Specify your mapping

Your external content has to be mapped as nodes inside Jahia so they can be used by jahia as regular nodes (edit/copy/paste/reference, etc.). This means that your external provider module must provide a definition cnd file for each type of content you plan to map into Jahia.

As a simple example, you can map a database table to a nodetype, defining each column as a JCR property :

mapping.png

Then, you have to define a tree structure for your objects. As they will appear in the jahia repository, you will have to decide for each entry what will be its parent and children.

It is very important that each node have a unique path - you must be able to find an object from a path, and also to know the path from an object. The node returned by a path must always be the same, and not depend on contextual information. If your nodes depends on the context (for example, the current user), you will need to have different paths. In order to correctly create a node hierarchy, it is perfectly allowed to add some “virtual nodes” which will act container to organize your data.

Optionally, you can define a unique identifier for every node. The External Data Provider will map this identifier to a JCR compatible UUID if needed, so that it can be used in Jahia as any other node.

Declaring your Data Source

Those external data are accessed through a JCR provider declared in Spring, where you will set some information like provider key, the mount point, the data source implementation, etc. 

<bean id="TMDBProvider" class="org.jahia.modules.external.ExternalContentStoreProvider" parent="AbstractJCRStoreProvider" >
     <property name="key" value="TMDBProvider"/>
     <property name="mountPoint" value="/sites/movies/contents/tmdb"/>
     <property name="externalProviderInitializerService" ref="ExternalProviderInitializerService"/>
     <property name="extendableTypes">
         <list>
             <value>nt:base</value>
         </list>
     </property>
     <property name="dataSource" ref="TMDBDataSource"/>
 </bean>
 <bean name="TMDBDataSource" class="org.jahia.modules.tmdbprovider.TMDBDataSource" init-method="start">
     <property name="cacheProvider" ref="ehCacheProvider"/>
     <property name="apiKeyValue" value="${com.jahia.tmdb.apiKeyValue}"/>
 </bean>

This provider then access the underlying data source (implementing ExternalDataSource and other optional interface if needed to read, save the data).

Your implementation of ExternalDataSource must also list the node types you are handling so that Jahia knows which node types this data source is able to handle.
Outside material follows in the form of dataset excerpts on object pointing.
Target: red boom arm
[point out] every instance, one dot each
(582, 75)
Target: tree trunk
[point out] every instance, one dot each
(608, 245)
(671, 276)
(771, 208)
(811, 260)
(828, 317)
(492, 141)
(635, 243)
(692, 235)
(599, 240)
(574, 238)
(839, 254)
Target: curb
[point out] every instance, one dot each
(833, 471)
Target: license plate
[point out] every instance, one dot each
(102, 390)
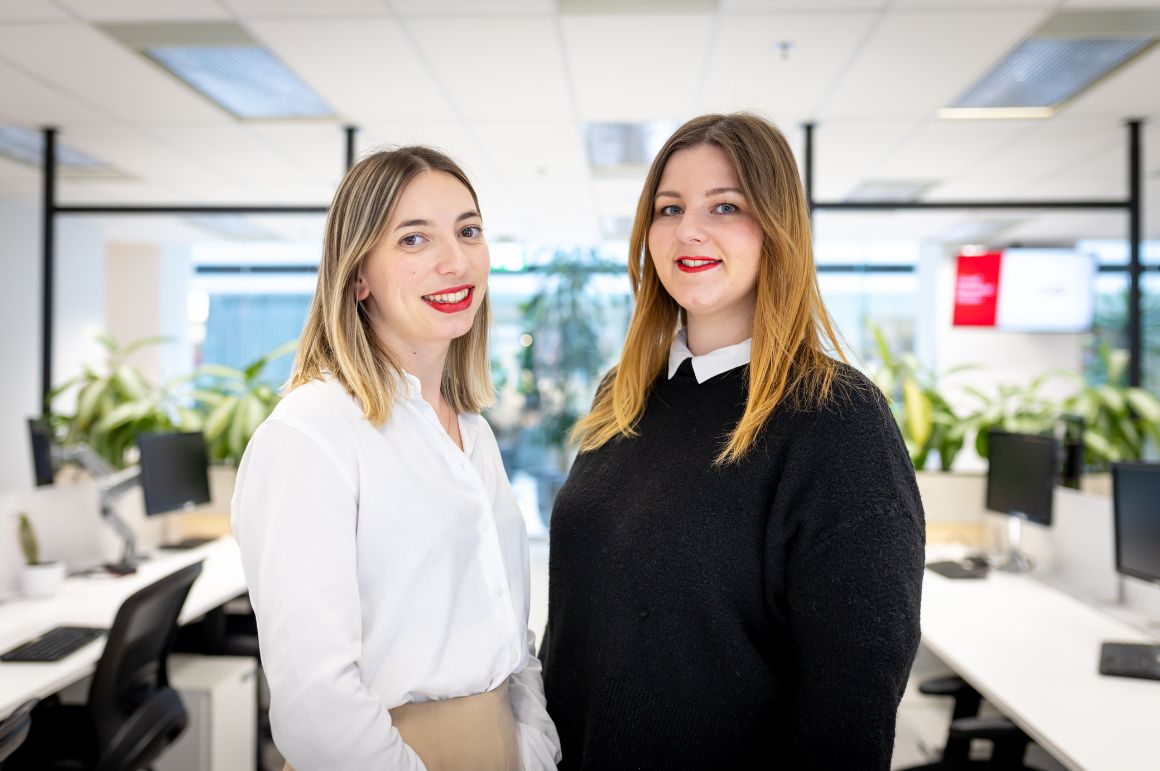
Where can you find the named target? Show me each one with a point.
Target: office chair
(1008, 742)
(14, 729)
(132, 712)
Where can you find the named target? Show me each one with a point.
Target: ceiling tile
(138, 11)
(497, 70)
(367, 70)
(123, 84)
(305, 8)
(915, 63)
(637, 67)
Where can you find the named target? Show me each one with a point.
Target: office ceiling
(506, 86)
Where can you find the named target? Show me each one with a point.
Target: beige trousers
(471, 733)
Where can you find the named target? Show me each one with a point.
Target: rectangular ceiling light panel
(246, 80)
(1043, 73)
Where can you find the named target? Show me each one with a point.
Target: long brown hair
(338, 336)
(790, 327)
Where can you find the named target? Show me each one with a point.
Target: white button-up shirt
(707, 365)
(385, 566)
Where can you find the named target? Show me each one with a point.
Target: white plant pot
(38, 581)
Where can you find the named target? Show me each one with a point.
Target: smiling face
(425, 279)
(704, 242)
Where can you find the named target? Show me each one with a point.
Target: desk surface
(94, 602)
(1034, 653)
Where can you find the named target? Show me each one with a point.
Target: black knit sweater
(758, 615)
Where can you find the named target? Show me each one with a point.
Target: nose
(454, 260)
(690, 228)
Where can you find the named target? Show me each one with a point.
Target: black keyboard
(188, 543)
(957, 571)
(1130, 660)
(55, 644)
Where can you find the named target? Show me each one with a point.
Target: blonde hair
(338, 336)
(789, 363)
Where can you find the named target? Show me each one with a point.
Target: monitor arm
(113, 487)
This can be done programmatically or inside your spring file, here an example of declarative nodeType support from the ModuleDataSource.

    <bean id="ModulesDataSourcePrototype" class="org.jahia.modules.external.modules.ModulesDataSource"
          scope="prototype">
        <property name="supportedNodeTypes">
            <set>
                <value>jnt:cssFolder</value>
                <value>jnt:cssFile</value>
                <value>jnt:javascriptFolder</value>
                <value>jnt:javascriptFile</value>
            </set>
        </property>
    </bean>

Implementation

Providing/Reading Content

The main point to define a new provider is to implement the ExternalDataSource interface provided by the external-provider module (org.jahia.modules.external.ExternalDataSource).
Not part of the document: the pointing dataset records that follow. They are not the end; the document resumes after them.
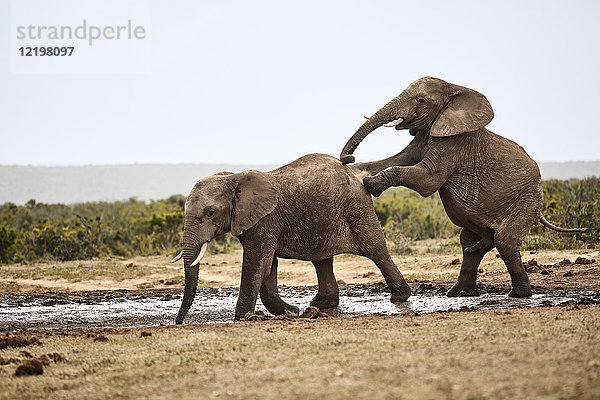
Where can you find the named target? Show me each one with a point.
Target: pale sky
(264, 82)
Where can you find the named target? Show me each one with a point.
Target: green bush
(39, 231)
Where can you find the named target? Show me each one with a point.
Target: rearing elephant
(488, 184)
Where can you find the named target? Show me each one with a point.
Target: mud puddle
(123, 308)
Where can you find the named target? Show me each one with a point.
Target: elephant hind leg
(328, 295)
(269, 293)
(508, 242)
(475, 247)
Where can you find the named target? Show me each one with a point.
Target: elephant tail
(547, 224)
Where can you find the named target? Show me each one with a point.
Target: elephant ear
(466, 111)
(254, 198)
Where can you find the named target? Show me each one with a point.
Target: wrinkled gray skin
(310, 209)
(488, 184)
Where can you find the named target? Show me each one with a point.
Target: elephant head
(428, 104)
(216, 205)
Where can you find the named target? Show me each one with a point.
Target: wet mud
(156, 307)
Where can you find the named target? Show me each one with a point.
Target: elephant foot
(462, 290)
(375, 185)
(400, 294)
(520, 291)
(325, 301)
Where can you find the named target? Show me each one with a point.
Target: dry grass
(549, 353)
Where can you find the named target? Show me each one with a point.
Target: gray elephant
(488, 184)
(310, 209)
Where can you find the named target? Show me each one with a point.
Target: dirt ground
(545, 353)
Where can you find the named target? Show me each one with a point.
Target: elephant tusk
(202, 252)
(177, 257)
(394, 123)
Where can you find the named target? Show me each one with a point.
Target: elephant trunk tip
(347, 158)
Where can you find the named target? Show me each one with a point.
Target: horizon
(223, 164)
(263, 83)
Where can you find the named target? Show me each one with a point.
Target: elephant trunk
(191, 283)
(386, 114)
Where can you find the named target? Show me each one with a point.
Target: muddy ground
(558, 278)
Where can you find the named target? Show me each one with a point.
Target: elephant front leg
(328, 295)
(269, 294)
(255, 265)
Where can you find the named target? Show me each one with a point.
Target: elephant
(489, 186)
(311, 209)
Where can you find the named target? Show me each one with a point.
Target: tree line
(38, 231)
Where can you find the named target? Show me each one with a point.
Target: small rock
(33, 367)
(330, 312)
(57, 357)
(17, 341)
(311, 312)
(12, 360)
(290, 314)
(44, 359)
(255, 316)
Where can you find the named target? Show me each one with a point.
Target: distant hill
(68, 185)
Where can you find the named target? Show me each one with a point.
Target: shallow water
(211, 305)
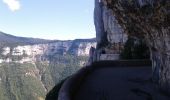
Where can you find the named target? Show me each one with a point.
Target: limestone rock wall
(149, 19)
(109, 34)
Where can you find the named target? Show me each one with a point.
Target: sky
(48, 19)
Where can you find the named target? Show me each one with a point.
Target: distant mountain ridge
(40, 49)
(30, 67)
(4, 37)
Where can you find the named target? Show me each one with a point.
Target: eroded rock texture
(109, 34)
(149, 19)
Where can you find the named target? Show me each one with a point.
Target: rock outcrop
(109, 34)
(149, 19)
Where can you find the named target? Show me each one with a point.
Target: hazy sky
(49, 19)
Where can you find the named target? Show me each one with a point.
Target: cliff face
(145, 18)
(109, 34)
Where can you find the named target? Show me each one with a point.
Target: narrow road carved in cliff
(119, 83)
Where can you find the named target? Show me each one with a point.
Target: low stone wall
(109, 57)
(72, 84)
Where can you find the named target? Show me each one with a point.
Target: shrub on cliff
(135, 48)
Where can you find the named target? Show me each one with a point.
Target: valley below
(30, 68)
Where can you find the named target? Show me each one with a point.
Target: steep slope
(29, 68)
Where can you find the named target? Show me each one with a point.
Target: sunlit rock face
(109, 34)
(151, 20)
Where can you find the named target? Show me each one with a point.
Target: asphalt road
(119, 83)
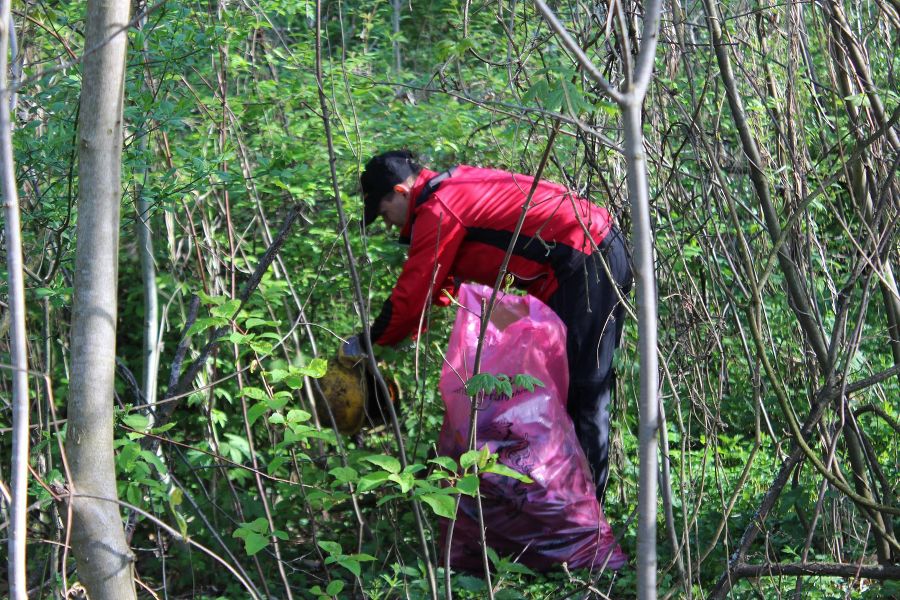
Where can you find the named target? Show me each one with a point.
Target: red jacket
(461, 231)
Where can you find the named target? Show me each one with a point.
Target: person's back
(487, 203)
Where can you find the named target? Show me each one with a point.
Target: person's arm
(437, 235)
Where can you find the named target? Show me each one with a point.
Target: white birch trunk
(98, 538)
(17, 339)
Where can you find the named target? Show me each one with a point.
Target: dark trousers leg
(589, 305)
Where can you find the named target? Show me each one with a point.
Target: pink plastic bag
(557, 518)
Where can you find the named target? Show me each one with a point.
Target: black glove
(351, 351)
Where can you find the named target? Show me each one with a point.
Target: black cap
(381, 174)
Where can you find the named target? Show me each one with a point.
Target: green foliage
(224, 135)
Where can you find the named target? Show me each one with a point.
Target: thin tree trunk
(645, 295)
(17, 339)
(630, 101)
(397, 6)
(98, 538)
(150, 374)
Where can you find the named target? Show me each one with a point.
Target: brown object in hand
(353, 395)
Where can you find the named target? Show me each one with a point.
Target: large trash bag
(557, 518)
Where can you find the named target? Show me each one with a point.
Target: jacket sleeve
(437, 235)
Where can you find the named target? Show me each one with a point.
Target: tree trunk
(17, 338)
(98, 537)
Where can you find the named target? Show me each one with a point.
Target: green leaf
(404, 480)
(136, 421)
(154, 460)
(362, 557)
(501, 469)
(489, 384)
(508, 594)
(468, 485)
(514, 567)
(469, 458)
(296, 415)
(527, 382)
(351, 565)
(344, 474)
(484, 457)
(315, 369)
(335, 587)
(445, 462)
(332, 548)
(226, 310)
(254, 393)
(256, 411)
(442, 504)
(388, 463)
(372, 481)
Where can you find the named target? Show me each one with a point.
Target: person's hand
(351, 351)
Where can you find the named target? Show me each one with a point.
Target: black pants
(589, 305)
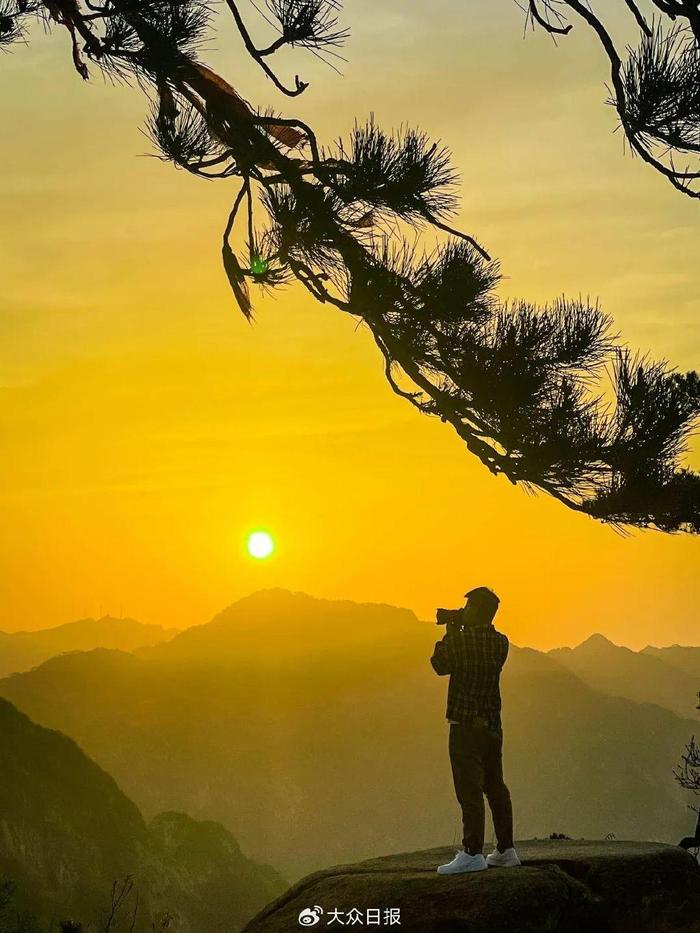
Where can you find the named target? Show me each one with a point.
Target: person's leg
(497, 793)
(466, 758)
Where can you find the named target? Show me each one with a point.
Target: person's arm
(444, 659)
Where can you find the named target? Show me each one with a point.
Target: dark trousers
(477, 769)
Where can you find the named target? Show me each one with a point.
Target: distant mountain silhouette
(315, 732)
(67, 832)
(20, 651)
(680, 656)
(642, 676)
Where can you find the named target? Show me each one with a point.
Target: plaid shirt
(473, 657)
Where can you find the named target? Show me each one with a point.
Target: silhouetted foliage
(546, 396)
(655, 85)
(688, 776)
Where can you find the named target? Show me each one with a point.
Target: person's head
(481, 606)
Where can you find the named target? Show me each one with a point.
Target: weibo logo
(310, 916)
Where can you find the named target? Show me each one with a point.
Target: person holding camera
(473, 653)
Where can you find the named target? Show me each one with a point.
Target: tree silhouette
(655, 86)
(546, 396)
(688, 776)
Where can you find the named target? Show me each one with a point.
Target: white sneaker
(507, 859)
(462, 862)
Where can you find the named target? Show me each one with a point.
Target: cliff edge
(576, 887)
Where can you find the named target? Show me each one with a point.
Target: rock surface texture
(583, 887)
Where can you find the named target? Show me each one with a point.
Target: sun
(260, 545)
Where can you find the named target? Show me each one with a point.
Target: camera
(449, 616)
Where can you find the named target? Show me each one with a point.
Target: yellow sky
(145, 428)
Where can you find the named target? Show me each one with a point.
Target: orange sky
(146, 428)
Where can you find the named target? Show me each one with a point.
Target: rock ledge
(562, 887)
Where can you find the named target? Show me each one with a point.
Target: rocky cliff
(562, 887)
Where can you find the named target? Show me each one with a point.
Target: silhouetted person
(473, 653)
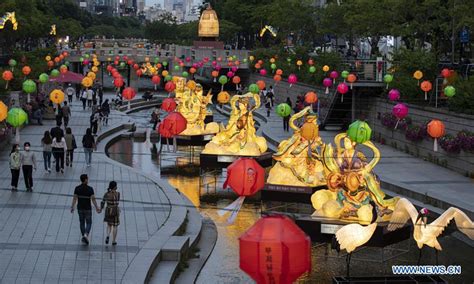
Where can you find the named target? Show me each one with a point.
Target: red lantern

This interface require from you to implement seven (7) methods to be able to mount / browse your data as if they were part of the Jahia Content tree.

Here the listing of those methods :

  • getItemByPath
  • getChildren
  • getItemByIdentifier
  • itemExists
  • getSupportedNodeTypes
  • isSupportsUuid
  • isSupportsHierarchicalIdentifiers

The first method, getItemByPath(), is the entry point for the external data. It has to return an ExternalData node for all valid paths - including the root path (“/”). ExternalData is a simple Java object that represent an entry of your external data. It contains the id, path, node types and the properties encoded as string (or Binary objects for binaries properties).
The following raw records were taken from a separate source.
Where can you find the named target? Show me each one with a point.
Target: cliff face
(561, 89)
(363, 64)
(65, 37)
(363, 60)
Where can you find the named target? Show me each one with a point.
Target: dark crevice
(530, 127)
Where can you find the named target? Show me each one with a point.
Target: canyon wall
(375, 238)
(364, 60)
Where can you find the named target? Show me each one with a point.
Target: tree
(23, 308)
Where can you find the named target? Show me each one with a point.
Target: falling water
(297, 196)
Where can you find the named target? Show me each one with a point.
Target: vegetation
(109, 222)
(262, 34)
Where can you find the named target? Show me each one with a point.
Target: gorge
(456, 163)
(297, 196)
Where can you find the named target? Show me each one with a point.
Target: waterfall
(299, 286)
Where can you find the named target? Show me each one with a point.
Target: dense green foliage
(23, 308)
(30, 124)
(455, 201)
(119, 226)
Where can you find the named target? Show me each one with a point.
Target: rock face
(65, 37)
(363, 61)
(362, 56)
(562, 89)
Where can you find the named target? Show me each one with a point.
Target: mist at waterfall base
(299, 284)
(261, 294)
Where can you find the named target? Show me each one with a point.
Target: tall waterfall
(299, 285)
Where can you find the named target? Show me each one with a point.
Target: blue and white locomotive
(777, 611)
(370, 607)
The getChildren method also need to be implemented for all valid paths - it has to return the names of all sub nodes, as you want them to appear in the Jahia repository. For example, if you map a table or the result of a SQL query then this is the method that will return all the results. Note that it is not required that all valid nodes are listed here. If they do not appear here, you will not see them in the repository tree, but you may still be able to access them directly by path or by doing a search. This is especially useful if you have thousands of nodes at the same level.

These two methods reflects the hierarchy you will give to Jahia.

The getItemByIdentifier() method return the same ExternalData node, but based on the internal identifier you want to use.

The getSupportedNodeTypes() method simply return the list of node types that your data source may contains.

isSupportsUuid() tells the External Data Provider that your external data have identifier in the UUID format. This prevents Jahia from creating its own identifiers and maintaining a mapping between its uuids and your identifiers. In most of the cases, return false.

isSupportsHierarchicalIdentifiers() tells if your identifier actually looks like the path of the node, and allows the provider to optimize some operation like the move - where your identifier will be “updated”. This is for example useful in a file system provider, if you want to use the path of the file as its identifier.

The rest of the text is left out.